When South Korean President Moon Jae-in took office, it was clear that fighting corruption was going to be high on his agenda. After all, his predecessor Park Geun-hye was sentenced to 24 years for pressuring conglomerates such as Samsung and Lotte to give millions of dollars to her friend’s foundation. And the president before her was sentenced to 15 years for collecting bribes of up to $5.4 million from Samsung in exchange for favors. President Moon capitalized on the nation’s anger and sense of betrayal, pledging to crack down on corruption. Part of his reform agenda included addressing how Korea’s investigative and prosecutorial bodies—including the Supreme Prosecutor’s Office (SPO)—have handled, or mishandled, corruption cases.

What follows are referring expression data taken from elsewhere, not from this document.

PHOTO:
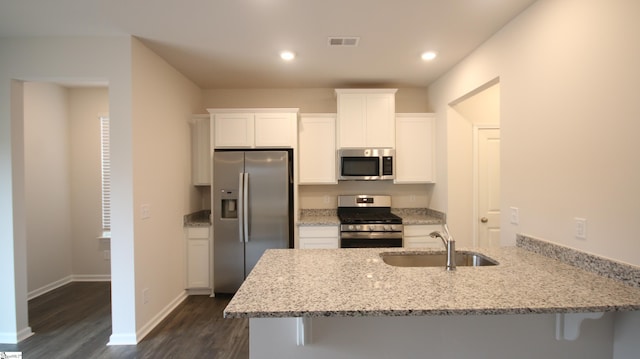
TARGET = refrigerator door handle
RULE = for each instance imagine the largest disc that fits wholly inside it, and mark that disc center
(241, 206)
(245, 205)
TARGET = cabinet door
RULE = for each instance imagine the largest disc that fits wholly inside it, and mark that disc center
(234, 130)
(352, 120)
(317, 149)
(201, 151)
(275, 129)
(380, 113)
(198, 263)
(417, 236)
(319, 237)
(415, 148)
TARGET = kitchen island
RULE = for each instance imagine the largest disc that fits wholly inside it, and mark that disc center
(348, 303)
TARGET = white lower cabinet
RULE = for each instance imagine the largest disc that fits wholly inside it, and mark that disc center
(318, 237)
(417, 236)
(198, 257)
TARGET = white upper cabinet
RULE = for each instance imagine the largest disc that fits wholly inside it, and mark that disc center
(275, 129)
(415, 148)
(366, 117)
(317, 149)
(254, 128)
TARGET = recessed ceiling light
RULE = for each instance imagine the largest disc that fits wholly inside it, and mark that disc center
(287, 55)
(429, 55)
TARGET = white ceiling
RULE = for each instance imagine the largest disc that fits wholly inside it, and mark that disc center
(236, 43)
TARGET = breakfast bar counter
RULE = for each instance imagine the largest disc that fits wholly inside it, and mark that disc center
(356, 283)
(348, 303)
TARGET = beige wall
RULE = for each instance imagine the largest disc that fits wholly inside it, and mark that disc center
(47, 185)
(308, 100)
(164, 102)
(568, 73)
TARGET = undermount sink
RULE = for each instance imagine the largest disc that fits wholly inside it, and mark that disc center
(435, 259)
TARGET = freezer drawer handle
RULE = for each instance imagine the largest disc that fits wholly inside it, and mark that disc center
(245, 214)
(241, 207)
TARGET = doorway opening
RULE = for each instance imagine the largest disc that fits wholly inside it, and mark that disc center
(476, 132)
(62, 181)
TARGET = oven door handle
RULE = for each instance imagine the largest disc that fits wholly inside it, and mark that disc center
(371, 235)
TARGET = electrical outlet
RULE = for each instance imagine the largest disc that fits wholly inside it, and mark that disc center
(145, 210)
(581, 228)
(515, 215)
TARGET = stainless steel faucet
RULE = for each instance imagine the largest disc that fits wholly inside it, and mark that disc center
(449, 245)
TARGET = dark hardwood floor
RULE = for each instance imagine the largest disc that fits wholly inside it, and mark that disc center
(74, 321)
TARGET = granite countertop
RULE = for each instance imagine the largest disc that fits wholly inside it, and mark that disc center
(329, 217)
(356, 282)
(198, 219)
(318, 217)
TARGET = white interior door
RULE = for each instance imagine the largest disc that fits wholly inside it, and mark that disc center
(488, 174)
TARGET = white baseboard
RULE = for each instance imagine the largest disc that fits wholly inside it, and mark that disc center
(15, 338)
(66, 280)
(122, 339)
(92, 277)
(49, 287)
(147, 328)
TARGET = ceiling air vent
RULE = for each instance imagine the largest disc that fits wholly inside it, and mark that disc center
(344, 41)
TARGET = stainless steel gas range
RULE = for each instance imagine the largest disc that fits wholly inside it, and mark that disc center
(366, 221)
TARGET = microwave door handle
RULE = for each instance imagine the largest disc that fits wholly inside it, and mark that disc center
(241, 206)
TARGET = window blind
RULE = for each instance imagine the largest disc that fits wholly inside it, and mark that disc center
(106, 174)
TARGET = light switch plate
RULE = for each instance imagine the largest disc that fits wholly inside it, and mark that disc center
(515, 215)
(145, 210)
(581, 228)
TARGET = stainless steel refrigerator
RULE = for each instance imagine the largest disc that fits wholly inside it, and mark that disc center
(252, 212)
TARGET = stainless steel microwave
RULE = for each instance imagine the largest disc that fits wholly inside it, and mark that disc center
(366, 164)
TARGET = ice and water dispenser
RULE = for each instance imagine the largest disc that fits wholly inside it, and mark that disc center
(229, 203)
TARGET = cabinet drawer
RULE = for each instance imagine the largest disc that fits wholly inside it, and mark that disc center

This concern led to the enactment, in 2019, of legislation authorizing the creation of a new agency called the Corruption Investigation Office for High Ranking Officials (CIO). The CIO can investigate certain crimes, such as bribery and embezzlement, related to the duties of current and retired high-ranking public officials—including, but not limited to, the President, SPO prosecutors, judges, and members of the National Assembly. The CIO has the authority to investigate current and former officials, their family members, and other individuals who are implicated in the crimes under investigation. This means if a company employee bribes the grandson of a public official, then the CIO can investigate the company. Furthermore, other law enforcement agencies must immediately notify the CIO when they learn of crimes that fall under the CIO’s investigative jurisdiction, and the CIO can compel those cases to be transferred to it.

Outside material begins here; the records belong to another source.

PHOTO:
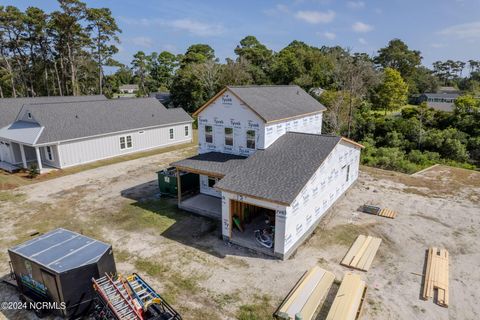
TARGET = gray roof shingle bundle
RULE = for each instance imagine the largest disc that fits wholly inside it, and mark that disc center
(10, 107)
(274, 103)
(72, 120)
(277, 173)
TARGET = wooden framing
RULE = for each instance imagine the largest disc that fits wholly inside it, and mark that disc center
(307, 295)
(361, 254)
(349, 301)
(387, 213)
(436, 276)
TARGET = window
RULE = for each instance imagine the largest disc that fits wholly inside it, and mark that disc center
(228, 136)
(208, 134)
(49, 153)
(251, 139)
(126, 142)
(211, 182)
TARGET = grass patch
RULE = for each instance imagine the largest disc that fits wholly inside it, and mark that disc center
(152, 214)
(261, 309)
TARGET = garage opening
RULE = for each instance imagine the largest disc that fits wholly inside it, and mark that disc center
(252, 226)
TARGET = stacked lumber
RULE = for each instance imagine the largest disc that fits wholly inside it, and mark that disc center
(348, 302)
(305, 297)
(387, 213)
(436, 276)
(362, 252)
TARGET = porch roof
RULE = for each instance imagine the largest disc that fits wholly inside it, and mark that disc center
(211, 163)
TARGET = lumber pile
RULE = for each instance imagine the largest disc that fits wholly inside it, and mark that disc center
(362, 252)
(305, 297)
(348, 302)
(387, 213)
(436, 276)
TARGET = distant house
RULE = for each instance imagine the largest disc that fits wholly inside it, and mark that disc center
(261, 158)
(439, 101)
(61, 132)
(128, 88)
(163, 97)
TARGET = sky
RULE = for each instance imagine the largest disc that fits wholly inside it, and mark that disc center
(440, 29)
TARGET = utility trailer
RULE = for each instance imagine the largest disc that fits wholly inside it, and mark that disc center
(57, 268)
(129, 298)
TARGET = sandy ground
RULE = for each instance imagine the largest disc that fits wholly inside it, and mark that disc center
(206, 278)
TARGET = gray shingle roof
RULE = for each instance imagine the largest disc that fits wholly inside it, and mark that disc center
(274, 103)
(54, 250)
(280, 172)
(10, 107)
(211, 162)
(72, 120)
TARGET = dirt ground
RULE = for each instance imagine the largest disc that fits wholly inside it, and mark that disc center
(203, 277)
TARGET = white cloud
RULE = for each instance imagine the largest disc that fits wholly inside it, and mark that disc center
(355, 4)
(196, 27)
(145, 42)
(191, 26)
(361, 27)
(464, 31)
(329, 35)
(362, 41)
(315, 17)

There is, however, a significant problem with this new system, one that will likely impede the CIO’s ability to hold high-level politicians and their cronies accountable: The CIO lacks the power to prosecute most of the cases it investigates. The CIO does have the limited authority to prosecute SPO prosecutors (including the Prosecutor General, who heads the SPO), as well as judges and high-ranking police officers. But for all of its other investigations, the CIO must turn the results of its inquiries over to the SPO, which retains the discretion to decide whether or whom to prosecute. Without independent prosecutorial authority, the CIO is unlikely to live up to its potential to make significant progress against high-level corruption.

            To be sure, not all anticorruption agencies have independent prosecutorial authority—some do and some do not. But in South Korea’s case, it is unwise to leave prosecutorial decisions in high-level corruption cases with the SPO. The SPO has, unfortunately, a deserved reputation as a politically-biased that tends to go easy on well-connected criminals. This tendency comes from the top: The SPO prosecutors handling cases that involve powerful politicians or other well-connected suspects often face pressure or outright coercion from their SPO superiors to drop the cases, even when there is sufficient evidence for prosecution. Perhaps even more troubling, there are concerns that the SPO has used its power over prosecutions to thwart attempts to reform the SPO itself. In one particularly high-profile and troubling recent example, in 2019 the SPO conveniently indicted President Moon’s justice minister Cho Kuk—who was tasked to take the lead on prosecutorial reform efforts that the SPO opposed—for bribery, fraud, and manipulation of evidence. Many questioned the legitimacy of this move, suspecting the SPO of retaliation. Whether or not this is true, most South Koreans do not believe prosecutors do their job fairly or are capable of rooting out high-level corruption.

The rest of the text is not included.